Sure is easy to do with Perl:
$ echo foo{1..100} | tr ' ' '\n' | perl -lne 'print $_ if m/foo(\d+)/ and $1>=77 and $1<=93'
foo77
foo78
foo79
foo80
foo81
foo82
foo83
foo84
foo85
foo86
foo87
foo88
foo89
foo90
foo91
foo92
foo93
Or awk even:
$ echo foo{1..100} | tr ' ' '\n' | awk -F 'foo' '$2>=77 && $2<=93
{print}'
foo77
foo78
foo79
foo80
foo81
foo82
foo83
foo84
foo85
foo86
foo87
foo88
foo89
foo90
foo91
foo92
foo93

Matching optional parameters with non-capturing groups in Bash regular expression

I want to parse strings similar to the following into separate variables using regular expressions from within Bash:
Category: entity;scheme="http://schemas.ogf.org/occi/core#";class="kind";title="Entity";attributes="occi.core.id occi.core.title";
or
Category: resource;scheme="http://schemas.ogf.org/occi/core#";class="kind";title="Resource";rel="http://schemas.ogf.org/occi/core#entity";attributes="occi.core.summary";
The first part before "title" is common to all strings, the parts title and attributes are optional.

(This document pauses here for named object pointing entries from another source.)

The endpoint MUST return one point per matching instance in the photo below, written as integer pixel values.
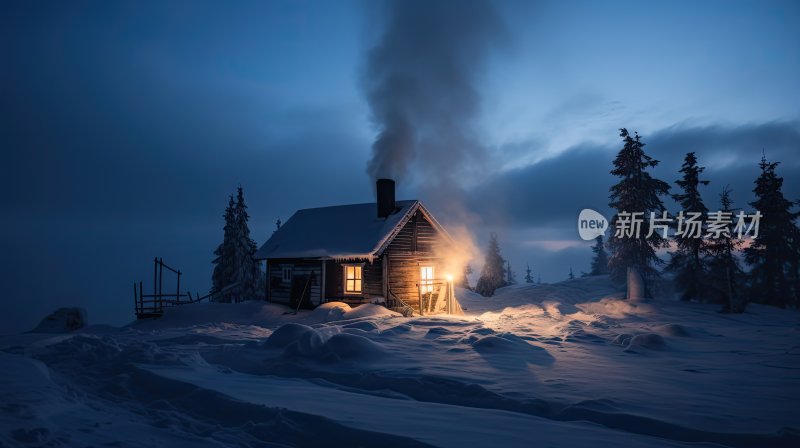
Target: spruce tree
(636, 192)
(464, 281)
(600, 257)
(773, 254)
(224, 271)
(247, 270)
(687, 262)
(493, 272)
(511, 278)
(725, 277)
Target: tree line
(725, 269)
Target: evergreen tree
(464, 281)
(687, 262)
(636, 192)
(493, 273)
(600, 258)
(773, 254)
(511, 277)
(528, 278)
(224, 271)
(725, 276)
(247, 270)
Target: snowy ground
(552, 365)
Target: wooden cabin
(384, 252)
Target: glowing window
(426, 279)
(352, 279)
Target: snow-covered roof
(339, 232)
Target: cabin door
(425, 287)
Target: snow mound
(364, 325)
(370, 310)
(289, 334)
(649, 341)
(346, 346)
(63, 320)
(331, 311)
(612, 307)
(673, 330)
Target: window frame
(426, 283)
(286, 274)
(358, 276)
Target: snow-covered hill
(568, 364)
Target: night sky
(125, 125)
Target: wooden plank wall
(412, 248)
(280, 291)
(371, 278)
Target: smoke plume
(420, 81)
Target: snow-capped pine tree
(511, 278)
(247, 270)
(600, 257)
(636, 191)
(725, 278)
(493, 274)
(773, 255)
(528, 278)
(224, 270)
(687, 262)
(464, 281)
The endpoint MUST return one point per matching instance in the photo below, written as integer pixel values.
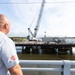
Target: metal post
(66, 68)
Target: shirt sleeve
(9, 55)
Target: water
(44, 57)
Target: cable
(35, 2)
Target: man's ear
(6, 26)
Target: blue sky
(58, 17)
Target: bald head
(4, 24)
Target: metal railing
(65, 68)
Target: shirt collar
(2, 33)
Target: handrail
(65, 68)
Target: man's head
(4, 24)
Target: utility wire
(36, 2)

I managed to extract the mandatory parameters common to all strings, but I have trouble with optional parameters not necessarily present for all strings. As far as I found out, Bash doesn't support Non-capturing parentheses which I would use for this purpose.
Here is what I achieved thus far:
CATEGORY_REGEX='Category:\s*([^;]*);scheme="([^"]*)";class="([^"]*)";'
category_string='Category: entity;scheme="http://schemas.ogf.org/occi/core#";class="kind";title="Entity";attributes="occi.core.id occi.core.title";'
[[ $category_string =~ $CATEGORY_REGEX ]]
echo ${BASH_REMATCH[0]}
echo ${BASH_REMATCH[1]}
echo ${BASH_REMATCH[2]}
echo ${BASH_REMATCH[3]}
The regular expression I would like to use (and which is working for me in Ruby) would be:
CATEGORY_REGEX='Category:\s*([^;]*);\s*scheme="([^"]*)";\s*class="([^"]*)";\s*(?:title="([^"]*)";)?\s*(?:rel="([^"]*)";)?\s*(?:location="([^"]*)";)?\s*(?:attributes="([^"]*)";)?\s*(?:actions="([^"]*)";)?'
Is there any other solution to parse the string with command line tools without having to fall back on perl, python or ruby?

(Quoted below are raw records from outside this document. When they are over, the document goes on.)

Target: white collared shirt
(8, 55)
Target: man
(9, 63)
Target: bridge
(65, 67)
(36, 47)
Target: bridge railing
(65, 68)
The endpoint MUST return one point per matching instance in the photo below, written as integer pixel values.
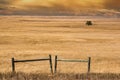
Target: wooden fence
(33, 60)
(72, 60)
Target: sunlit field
(34, 37)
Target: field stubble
(36, 37)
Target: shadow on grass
(58, 76)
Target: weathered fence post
(55, 64)
(51, 64)
(89, 64)
(13, 65)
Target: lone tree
(89, 23)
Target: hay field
(31, 37)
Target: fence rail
(72, 60)
(33, 60)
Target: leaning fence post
(55, 64)
(89, 63)
(51, 64)
(13, 65)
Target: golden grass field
(32, 37)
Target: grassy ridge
(60, 76)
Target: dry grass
(71, 76)
(37, 37)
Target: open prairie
(32, 37)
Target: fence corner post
(50, 57)
(13, 65)
(55, 64)
(89, 64)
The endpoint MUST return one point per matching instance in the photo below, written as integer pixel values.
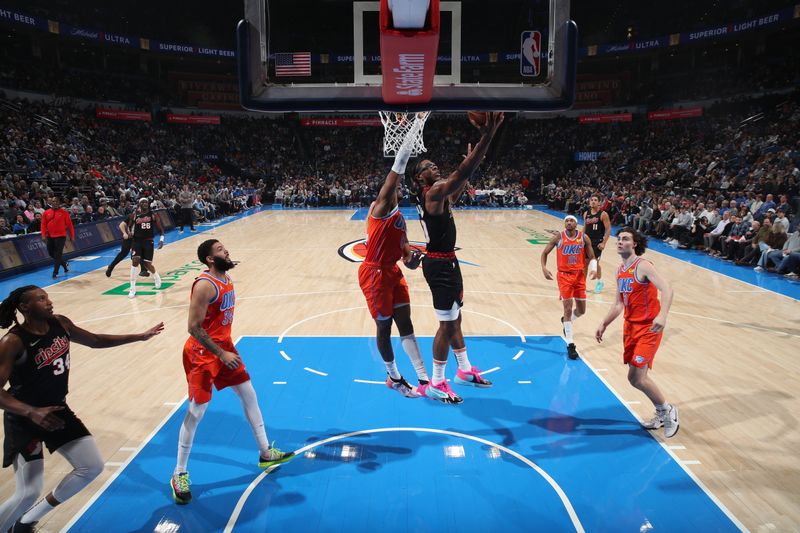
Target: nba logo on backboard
(530, 61)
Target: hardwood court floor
(728, 359)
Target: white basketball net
(398, 127)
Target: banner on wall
(672, 114)
(598, 119)
(336, 122)
(30, 251)
(193, 119)
(118, 114)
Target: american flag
(293, 64)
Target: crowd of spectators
(727, 184)
(700, 183)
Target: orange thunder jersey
(385, 238)
(219, 314)
(640, 298)
(570, 254)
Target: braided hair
(9, 306)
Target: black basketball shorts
(143, 250)
(447, 286)
(24, 437)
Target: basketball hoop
(398, 127)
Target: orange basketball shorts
(384, 287)
(204, 369)
(571, 285)
(640, 344)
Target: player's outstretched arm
(455, 182)
(387, 196)
(10, 347)
(102, 340)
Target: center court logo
(536, 237)
(168, 279)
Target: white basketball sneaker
(671, 422)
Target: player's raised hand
(493, 121)
(152, 332)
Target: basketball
(478, 117)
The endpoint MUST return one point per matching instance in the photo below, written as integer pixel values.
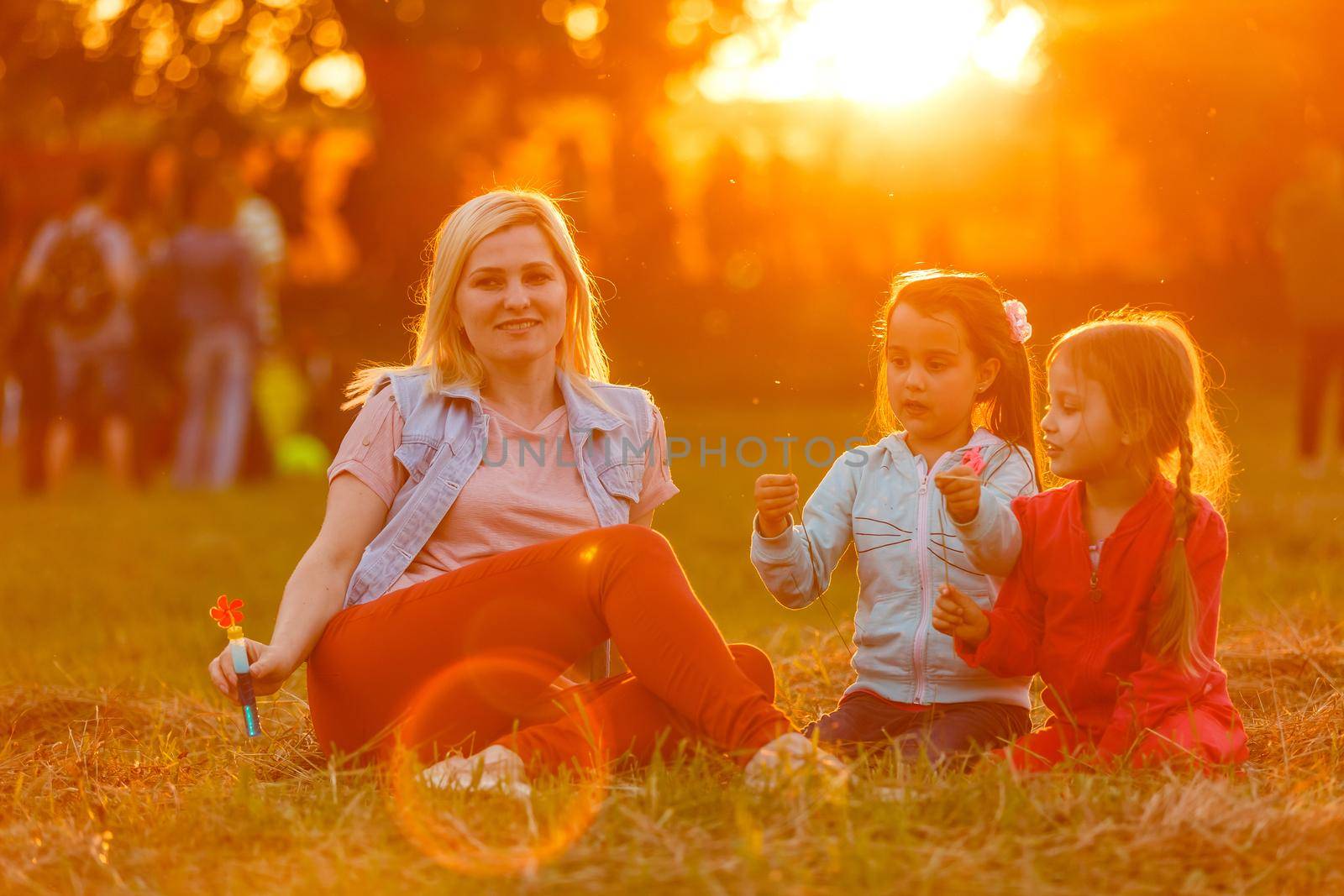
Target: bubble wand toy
(228, 614)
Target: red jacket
(1089, 647)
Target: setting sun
(885, 53)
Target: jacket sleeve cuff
(978, 527)
(971, 656)
(779, 547)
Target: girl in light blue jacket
(956, 399)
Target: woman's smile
(517, 325)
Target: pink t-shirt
(512, 500)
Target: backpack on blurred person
(77, 284)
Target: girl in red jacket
(1115, 595)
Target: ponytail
(1011, 403)
(1176, 634)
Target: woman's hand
(268, 667)
(777, 497)
(960, 490)
(958, 617)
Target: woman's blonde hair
(1158, 385)
(441, 347)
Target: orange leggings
(470, 658)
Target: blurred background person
(217, 285)
(260, 224)
(1310, 237)
(77, 285)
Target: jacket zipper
(925, 598)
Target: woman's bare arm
(315, 591)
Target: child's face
(1084, 441)
(933, 378)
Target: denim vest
(444, 443)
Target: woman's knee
(756, 665)
(629, 542)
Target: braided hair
(1158, 385)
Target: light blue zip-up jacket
(444, 441)
(882, 499)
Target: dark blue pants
(940, 732)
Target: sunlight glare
(885, 53)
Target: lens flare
(514, 837)
(886, 53)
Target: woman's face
(512, 297)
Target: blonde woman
(488, 524)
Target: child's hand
(777, 497)
(960, 490)
(958, 617)
(268, 667)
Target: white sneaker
(496, 768)
(790, 758)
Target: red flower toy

I don't think non-capturing groups exist in bash regex, so your options are to use a scripting language or to remove the ?: from all of the (?:...) groups and just be careful about which groups you reference, for example:
CATEGORY_REGEX='Category:\s*([^;]*);\s*scheme="([^"]*)";\s*class="([^"]*)";\s*(title="([^"]*)";)?\s*(rel="([^"]*)";)?\s*(location="([^"]*)";)?\s*(attributes="([^"]*)";)?\s*(actions="([^"]*)";)?'
category_string='Category: entity;scheme="http://schemas.ogf.org/occi/core#";class="kind";title="Entity";attributes="occi.core.id occi.core.title";'
[[ $category_string =~ $CATEGORY_REGEX ]]

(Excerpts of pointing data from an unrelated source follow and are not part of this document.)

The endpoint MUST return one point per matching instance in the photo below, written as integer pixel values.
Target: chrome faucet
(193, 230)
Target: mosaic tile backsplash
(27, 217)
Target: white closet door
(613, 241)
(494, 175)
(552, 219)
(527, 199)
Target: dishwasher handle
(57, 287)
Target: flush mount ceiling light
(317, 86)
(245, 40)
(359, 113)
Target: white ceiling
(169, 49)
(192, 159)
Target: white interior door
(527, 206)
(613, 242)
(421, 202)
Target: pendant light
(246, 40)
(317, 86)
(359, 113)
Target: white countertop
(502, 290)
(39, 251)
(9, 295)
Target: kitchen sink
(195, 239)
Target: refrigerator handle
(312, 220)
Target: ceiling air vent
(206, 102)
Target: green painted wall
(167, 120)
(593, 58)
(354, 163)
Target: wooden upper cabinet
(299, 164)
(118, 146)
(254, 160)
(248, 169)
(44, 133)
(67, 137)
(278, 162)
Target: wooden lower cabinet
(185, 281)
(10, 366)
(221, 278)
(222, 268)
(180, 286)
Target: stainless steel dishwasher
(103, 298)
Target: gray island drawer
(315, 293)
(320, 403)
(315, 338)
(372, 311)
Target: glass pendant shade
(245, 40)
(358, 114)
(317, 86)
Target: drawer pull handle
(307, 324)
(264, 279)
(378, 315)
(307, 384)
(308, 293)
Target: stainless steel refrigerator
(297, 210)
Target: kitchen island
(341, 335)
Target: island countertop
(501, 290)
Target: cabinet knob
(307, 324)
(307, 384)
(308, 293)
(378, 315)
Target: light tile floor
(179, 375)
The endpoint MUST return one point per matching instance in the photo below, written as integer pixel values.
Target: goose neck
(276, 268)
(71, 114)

echo "full: ${BASH_REMATCH[0]}"
echo "category: ${BASH_REMATCH[1]}"
echo "scheme: ${BASH_REMATCH[2]}"
echo "class: ${BASH_REMATCH[3]}"
echo "title: ${BASH_REMATCH[5]}"
echo "rel: ${BASH_REMATCH[7]}"
echo "location: ${BASH_REMATCH[9]}"
echo "attributes: ${BASH_REMATCH[11]}"
echo "actions: ${BASH_REMATCH[13]}"
Note that starting with the optional parameters we need to skip a group each time, because the even numbered groups from 4 on contain the parameter name as well as the value (if the parameter is present).
You can emulate non-matching groups in bash using a little bit of regexp magic:
_2__ _4__ _5__
[[ "fu#k" =~ ((.+)#|)((.+)/|)(.+) ]];
echo "${BASH_REMATCH[2]:--} ${BASH_REMATCH[4]:--} ${BASH_REMATCH[5]:--}"
# Output: fu - k
Characters # and / are parts of string we parse.
Regexp pipe | is used for either left or right (empty) part matching.
For curious, ${VAR:-<default value>} is variable expansion with default value in case $VAR is empty.